De volta às lojas?
Em condições normais de temperatura e pressão, estaríamos agora no auge da temporada de liquidações. Época em que as lojas costumavam queimar seus estoques para a alegria de quem sonhava renovar o visual da sala ou que esperava arrematar aquele objeto de desejo, há muito acalentado, por um preço menos proibitivo.
Diante do quadro atual, porém, longas filas ou disputas braço a braço nunca pareceram mais distantes. Ainda assim, após meses observando a vida pelas janelas, é natural que a reabertura das lojas de design e decoração estimule no consumidor a vontade de sair. Ao menos para dar uma espiadinha nas vitrines em busca de boas ofertas. Nada, espera-se, comparável à maciça corrida aos pontos de venda de anos anteriores.
Para o comércio, a crise é sem precedentes e a expectativa de ampliar as vendas, naturalmente grande. O isolamento social representou o fechamento quase que total dos pontos de venda, afetando tanto os pequenos negócios, quanto as redes de varejo. E gerando perdas ainda difíceis de mensurar. Com a queda do faturamento, todos buscaram refúgio no comércio online e, nesse sentido, podemos dizer que a paralisação representou um acelerador no processo de digitalização das operações. Hoje é possível encontrar mais produtos na internet do que nas próprias lojas e, por certo, a maioria dos clientes já se deu conta disso.
O desejo de voltar a frequentar as lojas físicas, porém, permanece latente. O consumidor parece não ter ficado imune aos dias vividos em quarentena, hoje se conhece melhor e, para muitos, promover mudanças urgentes na forma que vivenciam suas casas se tornou objetivo de primeira ordem. E isso, fatalmente, deverá ter impacto nos espaços comerciais, reais ou virtuais.
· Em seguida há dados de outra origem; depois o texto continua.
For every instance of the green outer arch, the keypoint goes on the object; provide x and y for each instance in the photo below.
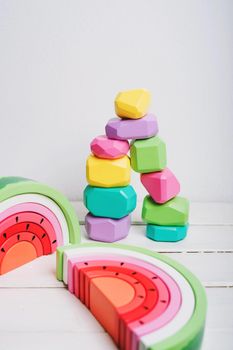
(14, 186)
(190, 336)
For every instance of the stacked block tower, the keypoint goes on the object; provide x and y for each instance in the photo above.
(108, 197)
(165, 213)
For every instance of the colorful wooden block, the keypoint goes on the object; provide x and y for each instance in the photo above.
(166, 233)
(104, 147)
(155, 303)
(126, 129)
(34, 220)
(132, 104)
(113, 202)
(162, 185)
(106, 229)
(172, 213)
(148, 155)
(108, 173)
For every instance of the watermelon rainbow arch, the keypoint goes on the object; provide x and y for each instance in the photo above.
(143, 299)
(34, 220)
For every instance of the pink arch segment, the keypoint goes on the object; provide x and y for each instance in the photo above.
(153, 324)
(39, 209)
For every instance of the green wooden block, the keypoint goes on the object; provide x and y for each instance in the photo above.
(113, 202)
(166, 233)
(148, 155)
(172, 213)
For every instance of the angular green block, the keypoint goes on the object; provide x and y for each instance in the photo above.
(113, 202)
(166, 233)
(148, 155)
(172, 213)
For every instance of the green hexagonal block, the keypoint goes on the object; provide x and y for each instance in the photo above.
(114, 202)
(148, 155)
(172, 213)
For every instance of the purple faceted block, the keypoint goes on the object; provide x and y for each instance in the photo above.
(106, 229)
(124, 129)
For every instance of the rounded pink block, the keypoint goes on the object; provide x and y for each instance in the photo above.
(106, 229)
(103, 147)
(123, 129)
(162, 185)
(39, 209)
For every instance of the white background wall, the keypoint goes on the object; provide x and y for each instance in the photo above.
(62, 62)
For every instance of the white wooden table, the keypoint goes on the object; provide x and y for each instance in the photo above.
(37, 312)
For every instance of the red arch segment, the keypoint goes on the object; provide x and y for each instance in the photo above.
(27, 226)
(152, 303)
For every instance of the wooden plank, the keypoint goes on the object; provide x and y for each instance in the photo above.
(199, 239)
(213, 269)
(68, 322)
(200, 213)
(44, 310)
(53, 340)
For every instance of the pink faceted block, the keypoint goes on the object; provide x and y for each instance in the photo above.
(103, 147)
(162, 185)
(106, 229)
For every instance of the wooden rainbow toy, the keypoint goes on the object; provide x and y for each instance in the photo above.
(34, 220)
(144, 300)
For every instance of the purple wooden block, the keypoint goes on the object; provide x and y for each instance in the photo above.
(124, 129)
(106, 229)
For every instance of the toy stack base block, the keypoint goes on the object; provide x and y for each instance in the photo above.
(142, 128)
(132, 104)
(108, 173)
(34, 221)
(106, 148)
(148, 155)
(172, 213)
(162, 185)
(144, 300)
(166, 233)
(115, 202)
(107, 229)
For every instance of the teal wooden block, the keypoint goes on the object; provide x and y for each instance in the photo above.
(166, 233)
(172, 213)
(148, 155)
(114, 202)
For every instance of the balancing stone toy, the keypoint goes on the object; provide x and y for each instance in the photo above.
(144, 300)
(166, 214)
(34, 221)
(108, 197)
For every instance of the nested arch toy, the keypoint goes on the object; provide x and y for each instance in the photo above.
(34, 220)
(144, 300)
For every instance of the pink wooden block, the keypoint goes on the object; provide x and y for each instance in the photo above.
(162, 185)
(103, 147)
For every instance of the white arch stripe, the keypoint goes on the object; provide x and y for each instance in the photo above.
(188, 299)
(43, 200)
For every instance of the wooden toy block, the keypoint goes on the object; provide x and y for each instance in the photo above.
(104, 147)
(142, 128)
(162, 185)
(19, 254)
(173, 309)
(172, 213)
(106, 229)
(132, 104)
(108, 173)
(34, 220)
(115, 202)
(148, 155)
(166, 233)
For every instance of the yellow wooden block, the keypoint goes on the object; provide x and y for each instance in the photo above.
(132, 104)
(108, 172)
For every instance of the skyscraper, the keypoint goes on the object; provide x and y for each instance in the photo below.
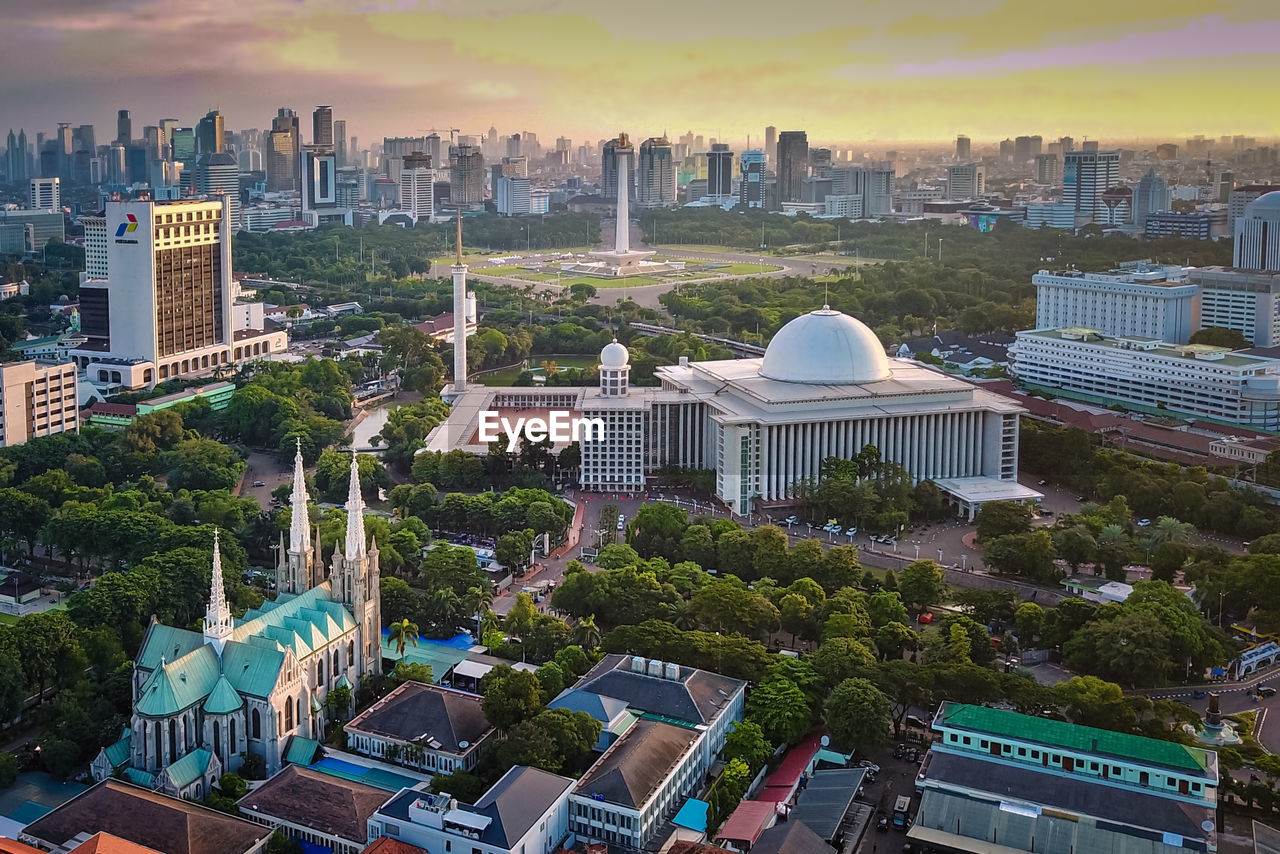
(1086, 176)
(282, 169)
(467, 177)
(1257, 234)
(339, 142)
(792, 164)
(720, 170)
(1151, 195)
(656, 174)
(417, 187)
(967, 181)
(210, 133)
(321, 126)
(750, 188)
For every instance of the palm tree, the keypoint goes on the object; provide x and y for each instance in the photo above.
(402, 634)
(476, 601)
(586, 633)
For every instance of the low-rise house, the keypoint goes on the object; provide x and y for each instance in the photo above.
(421, 726)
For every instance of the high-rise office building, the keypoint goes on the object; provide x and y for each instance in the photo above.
(45, 193)
(16, 156)
(1086, 176)
(1257, 234)
(219, 173)
(1047, 168)
(720, 170)
(282, 155)
(792, 164)
(339, 142)
(417, 187)
(1240, 197)
(210, 133)
(750, 187)
(321, 126)
(656, 174)
(467, 177)
(36, 398)
(967, 181)
(1150, 196)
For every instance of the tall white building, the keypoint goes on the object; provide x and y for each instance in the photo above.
(967, 181)
(417, 188)
(513, 196)
(823, 388)
(1141, 300)
(1086, 176)
(1257, 234)
(164, 306)
(1247, 302)
(1193, 379)
(45, 193)
(36, 398)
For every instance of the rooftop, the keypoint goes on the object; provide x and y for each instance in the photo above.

Ao que tudo indica, o cliente póspandemia estará mais bem informado e mais atento do que nunca às consequências de suas compras. Não apenas para seu bolso, mas para a própria saúde do planeta. De repente, ainda que por vias tortas, o longo retiro nos mostrou que é possível – e muitas vezes até mais prazeroso – consumir menos, não produzir tanto lixo e, no final, dar a ele a destinação adequada.
Ao mesmo tempo, aprendemos que comprar apenas o que precisamos pode ser bem mais interessante do que ceder a compras de impulso, já que o barato, muitas vezes, pode sair caro. Comprar pelo menor preço, sim. Mas apenas aquilo que for realmente útil e durar o maior tempo possível.
Frente a móveis e objetos, por exemplo, percebemos a importância de valorizar a autenticidade, de optar por soluções mais simples, de reciclar nosso acervo e, fundamentalmente, de adotar de uma vez por todas a cultura do “let it go”. Ou, em livre tradução, o princípio de abrir mão do que não usamos mais para só então pensar em novas aquisições. Evitando assim o desperdício e o acúmulo desnecessários.
Por outro lado, em sua nova dinâmica, a casa tem tudo para se converter em poderoso propulsor de vendas. É preciso, por exemplo, criar condições para que um escritório possa ser instalado em meio a um quarto ou uma sala. Que o banheiro possa estar adaptado à prática da meditação, ou ainda que a cozinha possa abrir espaço para longos papos. Ao redor da mesa e ao pé do fogão. Como antigamente.
De uma coisa, porém, todos podem estar certos: cada vez mais buscaremos uma conexão pessoal com tudo aquilo que pretendemos comprar. E o espaço físico das lojas não foge à regra. No novo normal, ser recebido de forma calorosa, contar com informações precisas e, em última análise, ter a oportunidade de tocar os produtos prometem se tornar itens tão essenciais quanto dispor de álcool gel sempre à mão, ou manter as condições recomendadas de distanciamento mínimo.
Olhando mais adiante, é possível até imaginar um progressivo, desde que seguro, afluxo às lojas, com um consequente reaquecimento das vendas. “A maioria dos meus clientes hoje faz videoconferências a partir de seus quartos”, comenta uma conhecida designer de interiores. Segundo ela, trata-se de uma realidade sem volta e que vai demandar um verdadeiro redesenho dos espaços da casa, além de móveis e equipamentos radicalmente novos. O que, convenhamos, já é um bom começo.